He’s now working to create and fundraise for a circus for the deaf and blind at Nalaga’at Center, Israel’s unique deaf-blind theater troupe.

“This is my other passion. It gives me a great thrill to find good people dedicated to improving facilities offered to the handicapped,” Broza says. “We are very innovative with that in Israel.”

He says that whatever criticism he has for his homeland is voiced just as a son might voice criticism of his parents. “Israel is a very cool place. After everything I’ve seen, I’m a loud voice in support of what Israel has to offer. I’m also a critic, and that means I want to improve something I love and care about.”

Trilingual

Broza has recorded in three languages — hence the name of his newest release. “My fixation from 22 years old was to be able to identify my Israeli music and produce it in Hebrew, Spanish or English to communicate with local audiences everywhere,” Broza says.

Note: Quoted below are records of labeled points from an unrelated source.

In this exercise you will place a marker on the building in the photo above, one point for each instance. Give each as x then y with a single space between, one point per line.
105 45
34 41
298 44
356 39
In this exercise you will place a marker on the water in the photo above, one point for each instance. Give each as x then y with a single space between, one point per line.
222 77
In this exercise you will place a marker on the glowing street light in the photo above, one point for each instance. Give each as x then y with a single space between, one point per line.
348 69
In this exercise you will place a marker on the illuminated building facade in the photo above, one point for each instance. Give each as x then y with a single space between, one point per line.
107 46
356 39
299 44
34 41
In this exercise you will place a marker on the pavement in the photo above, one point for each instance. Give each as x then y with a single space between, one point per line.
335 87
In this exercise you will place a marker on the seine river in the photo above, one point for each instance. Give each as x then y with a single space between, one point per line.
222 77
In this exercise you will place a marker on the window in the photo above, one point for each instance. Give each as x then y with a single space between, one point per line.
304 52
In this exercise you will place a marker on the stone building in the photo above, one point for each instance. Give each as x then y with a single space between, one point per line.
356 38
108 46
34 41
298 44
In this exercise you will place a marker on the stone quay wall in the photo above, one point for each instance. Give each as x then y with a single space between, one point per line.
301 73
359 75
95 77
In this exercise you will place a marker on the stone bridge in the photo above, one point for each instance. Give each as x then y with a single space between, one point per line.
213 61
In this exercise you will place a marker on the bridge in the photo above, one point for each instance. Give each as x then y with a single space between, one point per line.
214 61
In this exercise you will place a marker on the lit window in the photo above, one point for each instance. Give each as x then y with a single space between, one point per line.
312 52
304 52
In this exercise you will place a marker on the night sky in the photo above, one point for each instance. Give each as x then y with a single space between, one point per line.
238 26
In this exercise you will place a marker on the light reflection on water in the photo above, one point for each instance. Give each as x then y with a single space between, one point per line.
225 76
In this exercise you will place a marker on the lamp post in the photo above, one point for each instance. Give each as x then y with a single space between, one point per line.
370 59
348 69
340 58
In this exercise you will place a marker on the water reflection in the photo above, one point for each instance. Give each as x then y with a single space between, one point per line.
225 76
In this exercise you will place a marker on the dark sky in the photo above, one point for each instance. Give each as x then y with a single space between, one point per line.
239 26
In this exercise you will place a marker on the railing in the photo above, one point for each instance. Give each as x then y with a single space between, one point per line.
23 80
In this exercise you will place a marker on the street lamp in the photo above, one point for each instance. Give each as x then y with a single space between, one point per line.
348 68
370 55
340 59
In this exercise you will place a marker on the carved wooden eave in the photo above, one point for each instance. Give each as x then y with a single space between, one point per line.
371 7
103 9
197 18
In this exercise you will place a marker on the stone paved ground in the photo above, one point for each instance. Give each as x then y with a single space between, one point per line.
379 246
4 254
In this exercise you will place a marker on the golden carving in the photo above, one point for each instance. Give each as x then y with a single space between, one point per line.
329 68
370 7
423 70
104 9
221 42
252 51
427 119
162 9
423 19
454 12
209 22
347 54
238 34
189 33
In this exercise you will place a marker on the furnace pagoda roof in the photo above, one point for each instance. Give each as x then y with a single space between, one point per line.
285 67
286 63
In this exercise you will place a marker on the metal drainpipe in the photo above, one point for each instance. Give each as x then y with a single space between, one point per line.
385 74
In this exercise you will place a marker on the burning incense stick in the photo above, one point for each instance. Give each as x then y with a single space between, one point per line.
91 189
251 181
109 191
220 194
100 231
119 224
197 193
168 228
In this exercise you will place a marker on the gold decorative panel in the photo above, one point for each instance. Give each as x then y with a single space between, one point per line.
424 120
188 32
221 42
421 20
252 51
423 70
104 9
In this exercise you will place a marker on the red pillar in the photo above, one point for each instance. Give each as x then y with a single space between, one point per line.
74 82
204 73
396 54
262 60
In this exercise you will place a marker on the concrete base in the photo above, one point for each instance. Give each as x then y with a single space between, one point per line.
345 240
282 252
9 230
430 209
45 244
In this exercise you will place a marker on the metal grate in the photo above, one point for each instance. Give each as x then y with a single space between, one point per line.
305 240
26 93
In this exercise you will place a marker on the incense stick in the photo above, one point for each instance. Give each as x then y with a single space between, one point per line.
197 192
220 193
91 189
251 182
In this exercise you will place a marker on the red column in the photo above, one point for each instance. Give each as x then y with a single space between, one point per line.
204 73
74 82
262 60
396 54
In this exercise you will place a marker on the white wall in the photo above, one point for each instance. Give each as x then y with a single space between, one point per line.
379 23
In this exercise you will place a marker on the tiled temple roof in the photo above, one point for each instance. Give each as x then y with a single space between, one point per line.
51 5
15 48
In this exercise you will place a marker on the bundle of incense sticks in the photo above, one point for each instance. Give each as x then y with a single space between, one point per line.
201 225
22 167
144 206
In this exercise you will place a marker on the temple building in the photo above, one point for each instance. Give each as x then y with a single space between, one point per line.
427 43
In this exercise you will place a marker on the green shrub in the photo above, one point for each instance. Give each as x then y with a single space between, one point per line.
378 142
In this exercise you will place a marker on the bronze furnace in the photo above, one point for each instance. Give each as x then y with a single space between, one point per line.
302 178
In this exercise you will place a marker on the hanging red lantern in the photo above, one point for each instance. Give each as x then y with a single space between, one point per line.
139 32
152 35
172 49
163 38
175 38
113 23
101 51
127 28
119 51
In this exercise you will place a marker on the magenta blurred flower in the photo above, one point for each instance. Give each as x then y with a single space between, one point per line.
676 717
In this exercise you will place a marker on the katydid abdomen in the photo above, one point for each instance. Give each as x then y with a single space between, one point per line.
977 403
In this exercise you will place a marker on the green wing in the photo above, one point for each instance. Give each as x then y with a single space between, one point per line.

Speaking from New York, where he recently married Israeli-American fashion designer Nili Lotan, Broza says his new album is different not only in how it was financed but also in content. He wrote the lyrics for its 15 songs, whereas he traditionally sets the words of other poets to music.

His 2010 album, “Night Dawn: The Unpublished Poetry of Townes Van Zandt,” came out of an unexpected windfall: Van Zandt, a noted American songwriter, had shared the stage with Broza in 1994. When he died in 1997, his widow informed Broza that he was to inherit all of the Texan’s unpublished poetry.

American audiences may also be familiar with “David Broza at Masada,” a 2007 DVD featuring Jackson Browne and Shawn Colvin. This is one of many stages across the world that Broza, a multi-platinum artist, continues to grace in the company of his Spanish flamenco band or his American jazz ensemble.

“I’m trying to get to places where there’s not a chance Israeli music will ever be played,” he says. “I aspire to play in all cultural centers of the world, because I’ve kind of mastered everything I meant to master.”

Broza will soon launch David and the Lion’s Den, a project set in East Jerusalem. “I’m hoping it may inspire some people to do more co-productions on the artistic level.”